Antonio Francesco Grazzini or Antonfrancisco Grazzini (March 22, 1503February 18, 1584) was an Italian author.

Biography
He was born at Florence or in Staggia Senese (he wrote of himself: ) of a good family, but there is no record of his upbringing and education. He probably began to practise as an apothecary as a youth; and owned the then famous Farmacia del Moro near the Cathedral. In 1540 he was among the founders of the Accademia degli Umidi, which was soon renamed Accademia Fiorentina. He later took a leading role in the establishment of the more famous Accademia della Crusca, which published his Vocabulario of words accepted as the purest Italian. To both societies he was known as Il Lasca or Leuciscus, a pseudonym which is still frequently substituted for his proper name.

Grazzini was temperamental, his life consequently enlivened or disturbed by various literary quarrels. His Umidi brethren expelled him for a time, because of his ruthless criticism of the Arameans, a party of academicians who maintained that the Florentine language was derived from Hebrew, Aramaic, or some other branch of the Semitic. He was readmitted in 1566, when his friend Salviati was consul.

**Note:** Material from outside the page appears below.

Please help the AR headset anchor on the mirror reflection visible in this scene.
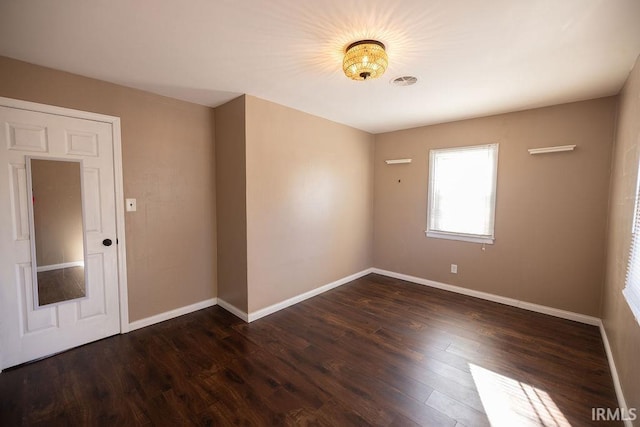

II Lasca ranks as one of the great masters of Tuscan prose. His style is flexible and abundantly idiomatic, but without affectation. It has the force and freshness of popular speech, whilst retaining a flavour of academic culture.

Main works
Le Cene (1549), a collection of stories in the manner of Boccaccio, and a number of prose comedies. One of the stories is The Story of Doctor Manente, translated and with an introduction by D.H. Lawrence (G. Orioli, 1929).
La Spiritata (1561)
I Parentadi
La Arenga
La Sibilla
La Pinzochera
L'Arzigogolo

A number of miscellaneous poems, a few letters and Four Orations to the Cross complete the list of Grazzini's works.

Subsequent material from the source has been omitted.